With a bit of cynicism, those of us who practice engineering outside of college might wryly belittle the amount of mathematics that we actually conduct. Truthfully, it is pretty rare for an engineer to write and solve a closed-form equation. Nonetheless, we are performing analysis whenever we engineer a solution to a problem - in the formal mathematical sense of the word, and in the more informal sense of engineering analysis. This process requires an understanding of relationships - the concept that mathematicians might call functional analysis; and it requires understanding of change - the relationship between a system and its sub-components as they change. This is the concept that mathematicians call calculus. And once in a while, we actually do need to write and formally derive or solve a mathematical expression in order to decide how many bricks to use, or which steel alloy provides the required thermal characteristics, or whether the aircraft will wobble safely, or whether the software program will function correctly when ten million users are entered in to the database.

From a psychometrics perspective, individuals who excel at calculus tend to perform better at these other tasks: broad categories like "planning" and "quantitative reasoning" and "spatial awareness" and "risk analysis;" and narrow categories, like statics, circuit analysis, and computer programming - even when the actual work involved in solving such problems uses no formal method of calculus. Some organizations, universities, and job-recruiters will therefore use your measured performance in calculus as a benchmark of your potential skill at other tasks. A lot of people do not like this fact; but it is a scientific conclusion that has been repeatedly demonstrated. For example, here's a full book-length review on the subject: Proceedings of the National STEM Assessment Conference (1996), put forth by the NSF, which demonstrated that student assessment of calculus concepts (assessed by any method) correlated with ability to perform well in Physics, Engineering... even Biology. Some psychologists call this the "g factor," and they find that it is well-correlated to an individual's performance in formal mathematics. The theme of this year's 2014 conference was scaling technical education to the lowest-quartile income families; a fascinating topic in its own right; but 1996 was the most recent year I found a strong theme on the topic of assessment - so there for your consideration is the present state of the art).

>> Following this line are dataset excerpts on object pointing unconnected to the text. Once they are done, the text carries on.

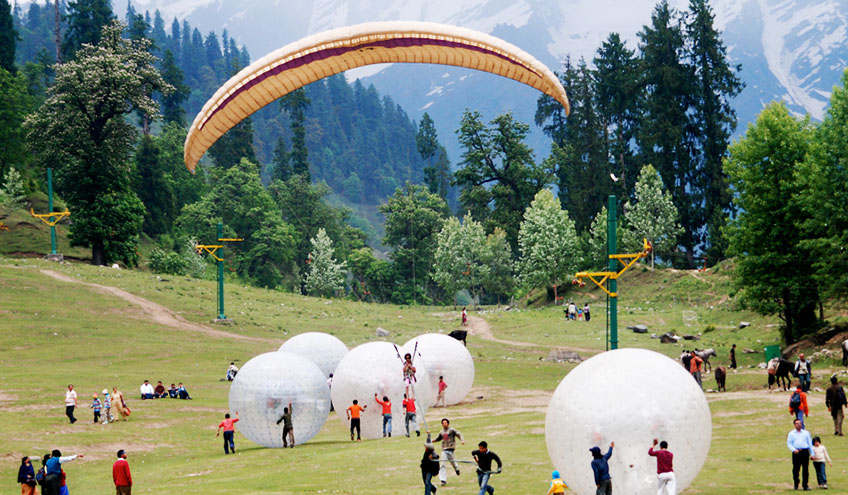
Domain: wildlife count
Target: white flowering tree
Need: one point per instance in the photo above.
(325, 276)
(652, 217)
(548, 243)
(459, 260)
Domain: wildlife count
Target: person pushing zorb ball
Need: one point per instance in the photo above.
(323, 349)
(372, 368)
(443, 355)
(630, 397)
(266, 385)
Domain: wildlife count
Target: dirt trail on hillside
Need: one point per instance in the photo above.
(157, 313)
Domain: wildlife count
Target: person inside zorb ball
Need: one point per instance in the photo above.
(630, 397)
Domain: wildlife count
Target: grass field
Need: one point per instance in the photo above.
(55, 332)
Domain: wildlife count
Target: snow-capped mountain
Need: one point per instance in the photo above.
(792, 50)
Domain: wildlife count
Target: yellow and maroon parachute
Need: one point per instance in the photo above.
(331, 52)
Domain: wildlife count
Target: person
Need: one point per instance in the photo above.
(107, 406)
(429, 468)
(803, 370)
(229, 432)
(441, 396)
(288, 429)
(835, 401)
(600, 467)
(448, 437)
(146, 390)
(666, 483)
(70, 403)
(121, 474)
(182, 392)
(232, 371)
(159, 392)
(801, 445)
(819, 457)
(26, 477)
(695, 368)
(484, 457)
(387, 413)
(53, 471)
(96, 405)
(733, 356)
(118, 404)
(798, 404)
(557, 485)
(353, 413)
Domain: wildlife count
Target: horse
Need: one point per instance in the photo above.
(782, 370)
(721, 375)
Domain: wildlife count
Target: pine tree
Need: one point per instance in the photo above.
(325, 276)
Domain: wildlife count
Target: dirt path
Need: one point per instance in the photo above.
(157, 313)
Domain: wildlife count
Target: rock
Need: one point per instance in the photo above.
(563, 356)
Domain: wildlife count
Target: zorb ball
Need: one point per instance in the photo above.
(371, 368)
(445, 356)
(630, 397)
(268, 383)
(323, 349)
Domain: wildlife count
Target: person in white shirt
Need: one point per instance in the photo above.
(147, 390)
(70, 403)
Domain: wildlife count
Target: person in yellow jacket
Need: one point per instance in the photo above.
(557, 485)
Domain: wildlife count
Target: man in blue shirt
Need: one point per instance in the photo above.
(603, 482)
(801, 445)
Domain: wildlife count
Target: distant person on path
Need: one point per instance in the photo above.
(288, 428)
(96, 405)
(429, 468)
(26, 477)
(798, 405)
(666, 483)
(803, 370)
(819, 457)
(835, 401)
(70, 403)
(448, 438)
(484, 457)
(53, 470)
(409, 415)
(801, 445)
(600, 468)
(353, 413)
(387, 413)
(121, 474)
(557, 485)
(441, 396)
(228, 425)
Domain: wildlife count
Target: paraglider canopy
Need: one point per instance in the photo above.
(331, 52)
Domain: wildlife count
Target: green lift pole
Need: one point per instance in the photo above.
(50, 210)
(221, 315)
(613, 266)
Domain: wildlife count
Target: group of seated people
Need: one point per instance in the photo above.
(148, 391)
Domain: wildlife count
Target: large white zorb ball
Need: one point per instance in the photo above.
(630, 397)
(266, 384)
(443, 355)
(323, 349)
(369, 368)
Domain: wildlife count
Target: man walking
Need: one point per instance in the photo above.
(121, 474)
(835, 401)
(801, 445)
(666, 483)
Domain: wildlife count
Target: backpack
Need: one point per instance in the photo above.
(795, 401)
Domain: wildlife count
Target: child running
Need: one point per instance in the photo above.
(820, 455)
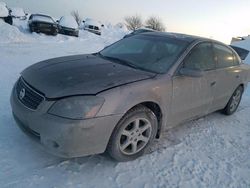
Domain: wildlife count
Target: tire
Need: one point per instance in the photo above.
(234, 101)
(133, 134)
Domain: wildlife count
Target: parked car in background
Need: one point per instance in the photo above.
(40, 23)
(18, 13)
(122, 98)
(92, 26)
(5, 13)
(68, 26)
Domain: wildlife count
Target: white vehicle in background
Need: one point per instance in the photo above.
(92, 26)
(68, 26)
(5, 13)
(18, 13)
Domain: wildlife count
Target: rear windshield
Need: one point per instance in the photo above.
(152, 53)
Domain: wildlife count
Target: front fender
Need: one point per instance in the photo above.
(121, 99)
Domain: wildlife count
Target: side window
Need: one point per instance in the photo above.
(201, 58)
(225, 56)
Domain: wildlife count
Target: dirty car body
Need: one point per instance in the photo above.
(71, 105)
(40, 23)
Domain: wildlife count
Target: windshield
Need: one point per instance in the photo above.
(151, 53)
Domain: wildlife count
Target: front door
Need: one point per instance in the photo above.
(192, 96)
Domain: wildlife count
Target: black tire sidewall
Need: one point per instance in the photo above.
(227, 110)
(114, 149)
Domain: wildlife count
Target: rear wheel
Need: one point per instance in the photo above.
(133, 134)
(234, 101)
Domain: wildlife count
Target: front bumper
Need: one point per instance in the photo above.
(64, 137)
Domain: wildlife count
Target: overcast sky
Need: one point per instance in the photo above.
(218, 19)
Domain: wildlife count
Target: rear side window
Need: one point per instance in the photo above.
(225, 56)
(201, 58)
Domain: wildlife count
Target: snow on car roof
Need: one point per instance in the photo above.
(17, 12)
(42, 18)
(4, 12)
(68, 21)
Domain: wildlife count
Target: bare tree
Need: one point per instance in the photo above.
(77, 16)
(155, 23)
(133, 22)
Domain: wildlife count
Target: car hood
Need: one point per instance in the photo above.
(79, 75)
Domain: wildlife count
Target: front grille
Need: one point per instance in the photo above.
(27, 95)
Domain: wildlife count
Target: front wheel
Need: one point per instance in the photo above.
(234, 101)
(133, 134)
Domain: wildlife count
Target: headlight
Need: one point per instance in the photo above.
(80, 107)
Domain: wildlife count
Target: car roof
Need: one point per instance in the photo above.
(41, 15)
(180, 36)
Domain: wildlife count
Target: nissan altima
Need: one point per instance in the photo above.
(120, 99)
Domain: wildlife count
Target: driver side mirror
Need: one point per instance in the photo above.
(191, 72)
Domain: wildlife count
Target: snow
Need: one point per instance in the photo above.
(42, 18)
(17, 12)
(68, 21)
(4, 12)
(210, 152)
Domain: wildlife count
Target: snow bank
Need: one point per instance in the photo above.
(4, 12)
(92, 22)
(11, 34)
(17, 12)
(68, 21)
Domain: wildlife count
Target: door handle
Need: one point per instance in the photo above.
(213, 83)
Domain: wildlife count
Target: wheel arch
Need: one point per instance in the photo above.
(156, 109)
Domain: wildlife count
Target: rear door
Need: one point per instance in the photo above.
(192, 96)
(228, 75)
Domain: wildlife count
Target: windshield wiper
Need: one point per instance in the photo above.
(123, 62)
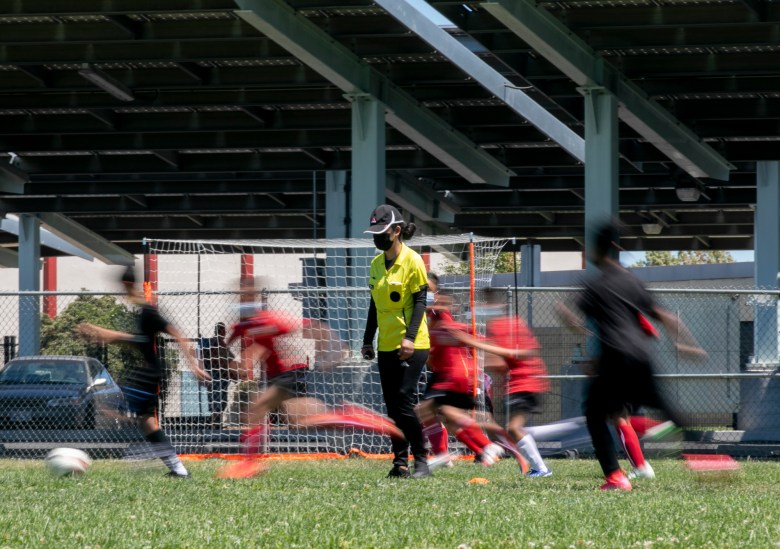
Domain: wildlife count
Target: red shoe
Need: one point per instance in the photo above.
(617, 481)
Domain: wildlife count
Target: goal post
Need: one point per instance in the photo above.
(324, 282)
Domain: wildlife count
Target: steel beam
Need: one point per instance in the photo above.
(585, 67)
(86, 240)
(11, 226)
(485, 75)
(302, 38)
(421, 201)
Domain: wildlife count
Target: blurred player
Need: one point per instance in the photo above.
(142, 382)
(450, 392)
(286, 387)
(510, 339)
(615, 301)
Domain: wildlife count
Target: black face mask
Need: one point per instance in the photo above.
(383, 241)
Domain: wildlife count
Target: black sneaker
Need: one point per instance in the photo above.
(421, 470)
(399, 471)
(174, 474)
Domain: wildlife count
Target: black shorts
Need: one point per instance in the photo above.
(140, 400)
(464, 401)
(523, 403)
(294, 382)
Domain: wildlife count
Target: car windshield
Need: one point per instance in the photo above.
(59, 372)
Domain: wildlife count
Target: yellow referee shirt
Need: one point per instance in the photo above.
(392, 292)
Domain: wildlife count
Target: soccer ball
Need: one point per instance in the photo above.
(67, 461)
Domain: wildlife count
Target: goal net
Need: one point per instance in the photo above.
(320, 284)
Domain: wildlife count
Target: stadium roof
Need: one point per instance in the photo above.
(179, 119)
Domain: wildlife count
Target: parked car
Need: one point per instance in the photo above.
(59, 392)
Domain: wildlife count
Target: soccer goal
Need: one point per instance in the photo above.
(201, 286)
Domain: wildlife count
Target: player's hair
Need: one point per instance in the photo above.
(408, 230)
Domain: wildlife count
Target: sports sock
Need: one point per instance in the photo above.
(527, 447)
(630, 443)
(505, 441)
(164, 449)
(473, 437)
(437, 435)
(641, 424)
(253, 440)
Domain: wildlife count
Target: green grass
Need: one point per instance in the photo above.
(350, 503)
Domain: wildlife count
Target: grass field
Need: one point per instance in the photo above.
(350, 503)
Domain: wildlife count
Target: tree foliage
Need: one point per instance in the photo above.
(689, 257)
(57, 336)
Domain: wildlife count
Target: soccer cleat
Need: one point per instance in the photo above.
(533, 473)
(440, 460)
(617, 483)
(399, 472)
(491, 454)
(645, 471)
(661, 431)
(174, 474)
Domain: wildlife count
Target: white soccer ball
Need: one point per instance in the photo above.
(67, 461)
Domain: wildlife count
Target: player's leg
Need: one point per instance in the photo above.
(161, 446)
(598, 409)
(640, 468)
(520, 405)
(434, 431)
(253, 438)
(470, 434)
(391, 377)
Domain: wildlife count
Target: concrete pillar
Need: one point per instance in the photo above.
(601, 161)
(367, 189)
(50, 285)
(29, 280)
(760, 397)
(767, 261)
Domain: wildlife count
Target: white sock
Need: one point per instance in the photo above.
(527, 447)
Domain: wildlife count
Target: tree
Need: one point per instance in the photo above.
(688, 257)
(57, 336)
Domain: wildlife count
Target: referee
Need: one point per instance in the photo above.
(398, 282)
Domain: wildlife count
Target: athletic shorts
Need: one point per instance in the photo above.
(140, 400)
(294, 382)
(464, 401)
(523, 403)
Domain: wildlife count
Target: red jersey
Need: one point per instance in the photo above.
(523, 375)
(264, 328)
(449, 359)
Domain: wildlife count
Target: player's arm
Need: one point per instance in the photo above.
(191, 358)
(104, 335)
(368, 335)
(418, 311)
(504, 352)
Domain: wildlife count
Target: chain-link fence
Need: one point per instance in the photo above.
(728, 399)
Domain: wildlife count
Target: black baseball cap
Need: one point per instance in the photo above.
(382, 218)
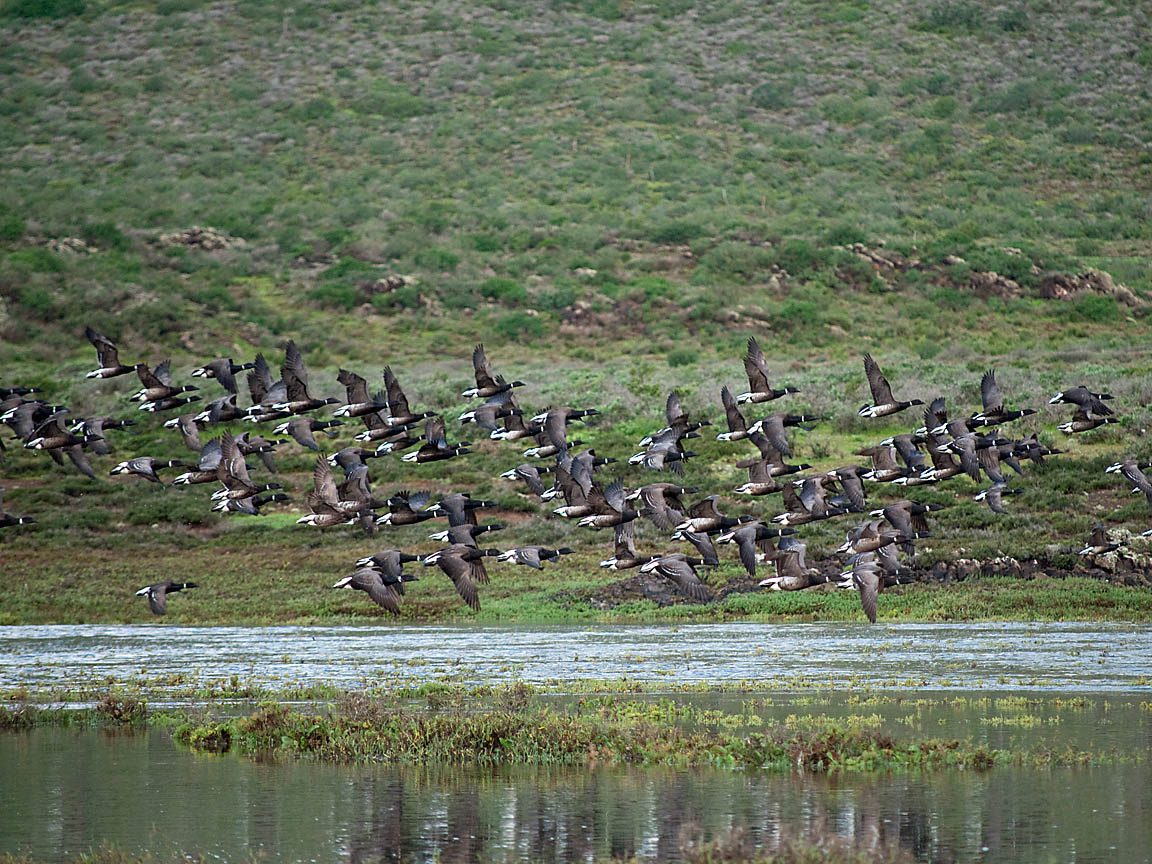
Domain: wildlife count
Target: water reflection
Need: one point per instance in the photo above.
(1000, 656)
(63, 791)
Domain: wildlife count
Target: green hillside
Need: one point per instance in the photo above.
(612, 197)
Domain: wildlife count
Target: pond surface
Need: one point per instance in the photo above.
(990, 656)
(63, 791)
(1016, 686)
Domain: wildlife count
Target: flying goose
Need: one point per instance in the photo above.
(302, 430)
(460, 508)
(774, 429)
(464, 566)
(436, 446)
(680, 570)
(465, 533)
(755, 543)
(1084, 399)
(224, 370)
(487, 384)
(107, 357)
(95, 427)
(157, 385)
(232, 471)
(609, 507)
(679, 425)
(993, 412)
(248, 506)
(737, 424)
(358, 401)
(866, 577)
(884, 403)
(704, 517)
(624, 556)
(189, 431)
(294, 374)
(1134, 472)
(532, 555)
(757, 369)
(158, 595)
(494, 408)
(1084, 422)
(378, 585)
(662, 502)
(146, 467)
(793, 573)
(406, 508)
(909, 518)
(530, 475)
(401, 412)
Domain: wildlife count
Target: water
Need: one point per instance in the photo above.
(965, 657)
(63, 791)
(1009, 686)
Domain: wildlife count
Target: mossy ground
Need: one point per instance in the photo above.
(612, 197)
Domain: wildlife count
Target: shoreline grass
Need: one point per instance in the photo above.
(521, 725)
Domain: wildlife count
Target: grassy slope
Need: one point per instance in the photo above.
(612, 198)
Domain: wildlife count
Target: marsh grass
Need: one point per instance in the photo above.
(613, 222)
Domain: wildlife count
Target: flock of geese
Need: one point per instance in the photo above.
(876, 547)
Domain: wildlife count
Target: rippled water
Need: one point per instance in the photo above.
(968, 657)
(63, 791)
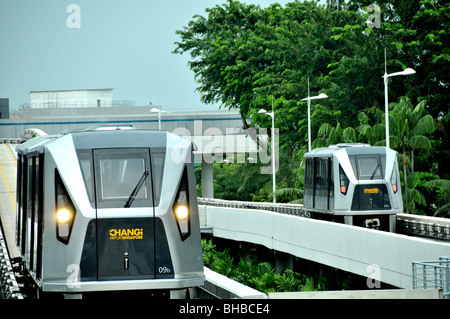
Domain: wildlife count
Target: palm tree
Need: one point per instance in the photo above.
(408, 127)
(328, 135)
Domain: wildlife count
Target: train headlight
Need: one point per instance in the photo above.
(65, 211)
(394, 180)
(181, 208)
(182, 212)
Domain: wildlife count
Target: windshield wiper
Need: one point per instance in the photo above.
(136, 189)
(376, 169)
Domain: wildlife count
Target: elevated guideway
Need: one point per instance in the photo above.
(383, 256)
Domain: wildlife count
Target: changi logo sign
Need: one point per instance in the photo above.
(126, 233)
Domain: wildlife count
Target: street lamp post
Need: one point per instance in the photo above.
(407, 71)
(159, 110)
(318, 97)
(272, 115)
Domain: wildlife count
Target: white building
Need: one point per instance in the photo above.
(71, 98)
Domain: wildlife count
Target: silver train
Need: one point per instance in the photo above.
(355, 184)
(108, 211)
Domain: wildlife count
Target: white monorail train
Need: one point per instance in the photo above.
(356, 184)
(108, 211)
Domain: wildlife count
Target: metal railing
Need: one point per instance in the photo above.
(9, 289)
(432, 274)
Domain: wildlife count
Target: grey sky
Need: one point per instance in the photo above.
(125, 45)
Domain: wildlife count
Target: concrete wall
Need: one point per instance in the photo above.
(71, 98)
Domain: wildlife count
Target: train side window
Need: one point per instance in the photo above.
(118, 173)
(343, 181)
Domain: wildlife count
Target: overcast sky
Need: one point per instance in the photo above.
(125, 45)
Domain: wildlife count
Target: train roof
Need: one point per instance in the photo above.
(350, 148)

Every statistical study like the ones I linked above will footnote its conclusions with numerous caveats. There are many confounding factors; each student is unique, and has unique backgrounds, socioeconomic constraints, and so forth. So, we can obviously concede that some student, somewhere, might be an engineering prodigy yet fail to grasp elementary concepts of calculus. But as a statistical aggregate, it has to be acknowledged that calculus is a requirement for a proper engineering education at the university level. Outside the academic environment, perhaps the mathematics takes a less rigorous form; it may appear in more informal ways; but these mathematical concepts underlie the daily theory and practice of engineering.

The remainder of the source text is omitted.